Le gigantesque oiseau de la Madeleine semblait s’aplatir sur les pierres, puis glissait, et de sa masse flasque, comme vidée, qui tombait, engloutissait les baraques du marché aux fleurs.

L’énorme saurien des Variétés s’écrasait sur les dalles du passage, ayant le long de l’épine dorsale une fluctuation qui à chaque instant diminuait d’intensité… L’Iguanodon de la préfecture, se traînant jusqu’au parapet qu’il essayait de franchir, tournait sur lui-même et tombait dans la Seine, où il écrasait une péniche dont les habitants avaient tout juste le temps de se jeter à l’eau…

Et, de tous côtés, le même phénomène se produisait…

Ces dégelés du Quaternaire ne s’étaient réveillés que mus par une vie factice, provisoire… ; ils portaient quand même la tare de leur vieillesse, de leur décrépitude, et, un à un, sous la pression de l’air ambiant, sous le soleil du printemps, inaptes à vivre en cette atmosphère de quelques centaines de siècles plus jeune que celle qu’ils avaient respirée naguère… ils mouraient, revenus trop anciens dans un monde trop nouveau. Et, à une heure de l’après-midi, Paris était sauvé…

Rayonnant, M. Perrier, le directeur du Muséum, examinait les cadavres de ces ancêtres et parlait joyeusement de faire construire de nouvelles galeries pour la reconstitution de ces témoins des temps Paléozoïques…

Oubliant ses projets de promenade campagnarde, la population entière de Paris se pressait autour de ces corps énormes, dont on riait parce qu’ils étaient inanimés : et les terrasses des cafés, et les débits de boissons se remplissaient… joueurs de bridge et de manille faisaient claquer les cartes sur les tables de marbre…

Mais qu’advint-il des acteurs de cette effrayante aventure ?

Hélas ! Sir Athel Random ne reparut pas. Dans quel abîme avait-il disparu ? Sous quelle masse de roches avait-il été englouti !…

Et cependant qui sait ? On en a vu ressusciter qui étaient plus morts que lui…

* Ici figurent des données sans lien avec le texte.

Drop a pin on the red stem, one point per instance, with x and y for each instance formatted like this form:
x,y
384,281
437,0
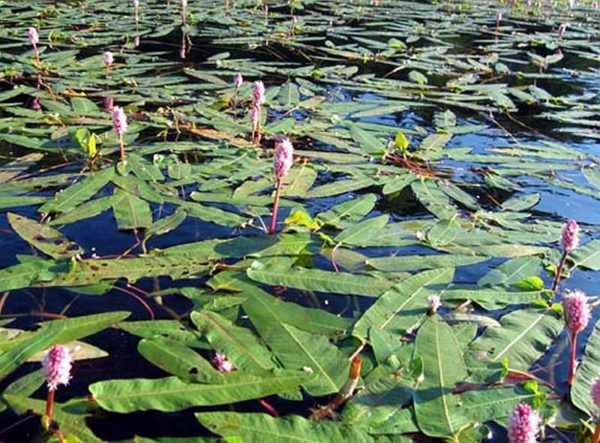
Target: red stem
x,y
561,265
596,436
121,147
50,405
573,355
275,207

Pauvre Mary Redmore ! Cette fois, tout espoir était perdu… et, pleurant, sous de longs voiles de deuil, elle retourna en Angleterre. M. Redmore eut bien l’idée d’intenter un procès à la Ville de Paris en un million de dommages-intérêts — de sages conseils le détournèrent de ce projet, au grand regret des hommes de loi qui s’y seraient enrichis.

Sir Athel avait emporté avec lui le secret du Vrilium ! Et les débris du vriliogène étaient enfouis dans les profondeurs de la planète !

Mais Labergère !

Comment s’était-il évadé de ce pandémonium de pierre et de glace !

Quand le soir il reparut dans les bureaux du Nouvelliste pour rédiger le compte rendu de son excursion souterraine, il raconta qu’il s’était trouvé, sans savoir comment, dans un des souterrains du Nord-Sud, inachevé bien entendu… Sorti de là, il était allé prendre le bock si longtemps désiré et revenait réclamer sa place au grand soleil du journalisme…

Un banquet fut organisé en l’honneur de Bobby, qui y prit la parole en un discours qui rappelait quelque peu celui de Roosevelt et que Mrs. Bobby, très fêtée, écouta en pleurant…

Et ainsi se termina l’aventure la plus fantastique, la plus étonnante — et la plus navrante à la fois — de la première moitié du XXe siècle. Il se trouva même des gens pour dire que ce n’était pas arrivé.